Overall, I am broadly interested in building reliable machine learning systems under imperfect data and distribution shift. My research centers on three closely related directions: (i) learning with imperfect or long-tailed data (e.g., limited, noisy, or imbalanced datasets), (ii) quantifying the unknown (e.g., uncertainty estimation and out-of-distribution detection), and (iii) adapting to novel domains and environments (e.g., domain adaptation, continual learning, and reinforcement learning).
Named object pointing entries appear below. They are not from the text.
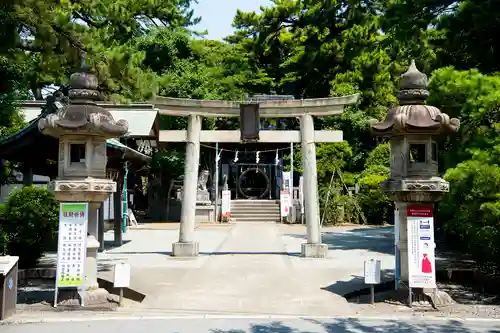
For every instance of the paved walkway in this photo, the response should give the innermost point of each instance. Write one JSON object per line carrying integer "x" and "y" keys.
{"x": 248, "y": 269}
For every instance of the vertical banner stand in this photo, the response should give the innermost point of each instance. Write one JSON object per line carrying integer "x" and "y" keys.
{"x": 71, "y": 248}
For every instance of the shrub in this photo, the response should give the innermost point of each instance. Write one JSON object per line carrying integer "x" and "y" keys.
{"x": 31, "y": 217}
{"x": 376, "y": 206}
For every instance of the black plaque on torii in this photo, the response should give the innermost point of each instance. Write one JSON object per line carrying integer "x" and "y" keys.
{"x": 250, "y": 116}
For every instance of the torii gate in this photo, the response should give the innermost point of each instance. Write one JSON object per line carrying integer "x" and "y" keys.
{"x": 303, "y": 109}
A central challenge motivating my work is the imperfect nature of real-world data, particularly in scientific and healthcare domains. In applications such as medical imaging, biology, and behavioral science, datasets are often small, fine-grained, and highly imbalanced, making conventional machine learning methods difficult to apply reliably. My research therefore focuses on developing methods that learn robust representations from imperfect supervision while remaining reliable when encountering previously unseen data.
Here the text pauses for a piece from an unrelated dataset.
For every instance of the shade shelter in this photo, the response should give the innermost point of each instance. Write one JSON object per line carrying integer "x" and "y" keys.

More broadly, I aim to develop machine learning systems that can recognize the unknown, reason about uncertainty, and continuously adapt to evolving environments. By addressing these challenges, my long-term goal is to move toward open-world machine learning systems that learn efficiently with minimal supervision while remaining robust beyond the training distribution.
My current work explores these research topics in medical imaging and animal behavior analysis, where reliable learning from limited and imperfect data is essential for real-world deployment.